NFCShare Android malware is now being distributed through fake banking app updates hosted on GitHub, with new variants targeting customers of multiple banks and financial institutions across Europe in a campaign designed to steal payment card data via NFC.
The malware tricks victims into holding their payment card near their phone’s near-field communication (NFC) chip by presenting a fake verification screen. Once the card is in range, NFCShare reads the data using Android’s IsoDep interface and EMV commands, harvesting the card number, card type, expiry date, and a four-digit PIN that the victim enters under the pretence of a routine security step. All of it is then exfiltrated to an attacker-controlled command-and-control (C2) server over a WebSocket channel.
That stolen data can subsequently be used in NFC payment relay schemes, a technique already documented in connection with the NGate, SuperCard X, and RelayNFC malware families.

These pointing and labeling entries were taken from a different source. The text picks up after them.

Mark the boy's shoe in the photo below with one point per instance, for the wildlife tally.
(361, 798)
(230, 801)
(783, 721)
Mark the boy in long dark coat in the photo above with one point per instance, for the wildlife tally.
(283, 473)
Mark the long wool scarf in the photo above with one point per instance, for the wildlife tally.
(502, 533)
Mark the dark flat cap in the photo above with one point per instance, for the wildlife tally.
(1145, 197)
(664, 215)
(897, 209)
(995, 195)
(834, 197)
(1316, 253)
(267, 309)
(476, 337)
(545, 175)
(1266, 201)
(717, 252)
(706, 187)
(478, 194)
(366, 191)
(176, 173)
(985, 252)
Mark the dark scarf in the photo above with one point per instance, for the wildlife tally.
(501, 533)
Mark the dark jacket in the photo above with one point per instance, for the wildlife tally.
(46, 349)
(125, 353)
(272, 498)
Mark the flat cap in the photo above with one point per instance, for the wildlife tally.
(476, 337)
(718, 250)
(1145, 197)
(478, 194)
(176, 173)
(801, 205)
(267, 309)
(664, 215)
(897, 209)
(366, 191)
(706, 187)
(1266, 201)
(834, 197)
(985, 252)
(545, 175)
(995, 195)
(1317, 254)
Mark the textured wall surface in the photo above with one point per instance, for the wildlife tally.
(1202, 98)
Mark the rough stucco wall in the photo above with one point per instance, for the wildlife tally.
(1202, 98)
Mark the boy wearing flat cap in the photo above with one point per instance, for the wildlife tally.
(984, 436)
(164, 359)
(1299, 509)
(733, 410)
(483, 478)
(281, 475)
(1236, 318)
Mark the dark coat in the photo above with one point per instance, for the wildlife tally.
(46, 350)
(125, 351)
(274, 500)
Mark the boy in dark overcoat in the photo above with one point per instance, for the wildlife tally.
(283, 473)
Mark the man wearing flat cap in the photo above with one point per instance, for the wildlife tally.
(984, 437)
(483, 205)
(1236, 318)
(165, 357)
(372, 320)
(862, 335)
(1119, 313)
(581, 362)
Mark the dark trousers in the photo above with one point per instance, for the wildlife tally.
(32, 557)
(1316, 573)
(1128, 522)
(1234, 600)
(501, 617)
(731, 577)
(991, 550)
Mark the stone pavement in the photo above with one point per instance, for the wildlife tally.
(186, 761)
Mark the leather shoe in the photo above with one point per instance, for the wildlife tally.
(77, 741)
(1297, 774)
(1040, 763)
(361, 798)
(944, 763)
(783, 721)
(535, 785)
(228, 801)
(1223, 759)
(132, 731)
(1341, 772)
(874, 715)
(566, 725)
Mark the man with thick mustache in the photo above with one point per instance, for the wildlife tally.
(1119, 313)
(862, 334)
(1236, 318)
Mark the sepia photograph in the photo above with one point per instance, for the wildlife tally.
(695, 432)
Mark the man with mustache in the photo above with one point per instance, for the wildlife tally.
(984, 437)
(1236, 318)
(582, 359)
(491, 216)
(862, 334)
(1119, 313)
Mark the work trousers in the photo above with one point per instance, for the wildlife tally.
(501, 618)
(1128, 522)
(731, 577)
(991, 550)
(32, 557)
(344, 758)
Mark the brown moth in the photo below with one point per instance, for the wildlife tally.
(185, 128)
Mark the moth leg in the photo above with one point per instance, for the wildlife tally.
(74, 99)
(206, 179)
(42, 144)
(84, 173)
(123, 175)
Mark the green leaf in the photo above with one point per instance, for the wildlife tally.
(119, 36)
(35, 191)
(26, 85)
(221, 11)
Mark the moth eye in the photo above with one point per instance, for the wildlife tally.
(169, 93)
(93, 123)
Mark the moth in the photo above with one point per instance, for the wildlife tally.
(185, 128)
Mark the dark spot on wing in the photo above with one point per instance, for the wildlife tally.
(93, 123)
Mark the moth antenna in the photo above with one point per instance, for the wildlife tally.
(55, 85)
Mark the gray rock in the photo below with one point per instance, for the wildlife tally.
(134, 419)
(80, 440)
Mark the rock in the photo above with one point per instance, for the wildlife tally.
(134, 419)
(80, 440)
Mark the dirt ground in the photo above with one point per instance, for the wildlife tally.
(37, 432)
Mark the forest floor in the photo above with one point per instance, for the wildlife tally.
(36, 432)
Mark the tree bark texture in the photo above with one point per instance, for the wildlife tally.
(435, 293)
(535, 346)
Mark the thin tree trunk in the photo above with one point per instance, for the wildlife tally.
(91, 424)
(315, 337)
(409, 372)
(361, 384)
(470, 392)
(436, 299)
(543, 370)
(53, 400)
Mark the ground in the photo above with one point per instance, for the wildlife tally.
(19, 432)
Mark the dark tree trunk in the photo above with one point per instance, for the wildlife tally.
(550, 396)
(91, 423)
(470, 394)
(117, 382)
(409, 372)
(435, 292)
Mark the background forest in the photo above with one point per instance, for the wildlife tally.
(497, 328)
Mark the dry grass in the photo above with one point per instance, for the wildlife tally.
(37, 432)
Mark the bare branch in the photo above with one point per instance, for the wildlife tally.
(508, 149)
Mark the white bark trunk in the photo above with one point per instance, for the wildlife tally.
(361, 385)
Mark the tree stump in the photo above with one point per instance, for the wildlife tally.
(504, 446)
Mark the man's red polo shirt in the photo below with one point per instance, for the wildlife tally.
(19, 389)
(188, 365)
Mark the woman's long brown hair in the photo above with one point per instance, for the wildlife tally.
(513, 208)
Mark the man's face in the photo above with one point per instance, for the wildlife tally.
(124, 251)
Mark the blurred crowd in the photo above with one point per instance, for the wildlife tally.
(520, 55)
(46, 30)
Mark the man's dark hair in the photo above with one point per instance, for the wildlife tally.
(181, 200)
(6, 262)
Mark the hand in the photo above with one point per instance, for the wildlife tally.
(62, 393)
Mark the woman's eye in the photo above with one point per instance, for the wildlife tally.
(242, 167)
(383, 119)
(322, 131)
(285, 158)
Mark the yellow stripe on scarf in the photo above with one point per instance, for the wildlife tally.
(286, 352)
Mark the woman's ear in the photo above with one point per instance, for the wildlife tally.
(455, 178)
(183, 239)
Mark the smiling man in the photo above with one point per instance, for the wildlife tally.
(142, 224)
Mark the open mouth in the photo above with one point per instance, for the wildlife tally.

How the NFCShare Android Malware Attack Chain Works
Attacks observed starting 14 May follow a consistent pattern. A victim lands on a phishing site impersonating a legitimate bank and is prompted for their banking credentials. They are then told their banking app needs updating and redirected to a GitHub repository hosting a malicious APK file. D3Lab researchers note that SMS messages or phone calls from fake bank representatives may also be woven into the social-engineering process, as seen in comparable campaigns, though D3Lab did not observe those methods directly in this particular wave.
The GitHub repository used to distribute the malware was created on 10 April and has hosted 56 unique APKs since then, each impersonating mobile apps for banks primarily in Italy and Spain. The list includes Intesa Carte, Sella Carte, Banca Sella Carte, Nexi Carte, Fideuram Carte, Mooney Carte, CaixaBank, CaixaBankNfc, and CaixaReactivaTarjeta.
That targeting scope looks to have widened over time. When D3Lab first documented NFCShare in January 2026, the malware was aimed solely at Deutsche Bank customers in Germany, which may suggest a deliberate expansion of geographic and institutional targets.
Obfuscation Tricks and the Question of Shared Origins
One of the more technically interesting developments in recent NFCShare samples is the introduction of malformed APK packaging. The APK file is, at its core, still a ZIP archive, but newer samples include deliberately corrupted or malformed file paths within that archive. The effect is that some automated extraction tools misinterpret internal relative paths as filesystem paths and throw errors, disrupting static analysis. D3Lab is clear, however, that this trick does not block manual analysis or code recovery, it is an inconvenience for tooling, not an insurmountable barrier for a determined researcher.
The question of where NFCShare sits in the broader Android NFC-theft ecosystem is one D3Lab researcher Andrea Draghetti addressed directly in comments to BleepingComputer. Despite surface similarities to other Android malware that abuses NFC chips, Draghetti said NFCShare uses distinct code, libraries, architecture, and implementation details. At the same time, Draghetti acknowledged it could still represent an evolution of the same broader ecosystem, potentially driven by the same threat actors operating under a different codebase.
That ambiguity matters for defenders. Whether NFCShare is a wholly independent family or a fork of established tooling, its operators have demonstrated they can iterate quickly: new APK variants, a widened target list, and anti-analysis packaging, all introduced within months of the malware’s first appearance.
For Android users, the practical advice from D3Lab is straightforward. Source banking apps exclusively from Google Play, keep Play Protect enabled, and treat any in-app prompt asking you to hold a payment card near your phone with immediate suspicion. A bank will never ask you to scan your card through an NFC verification screen inside a freshly downloaded update.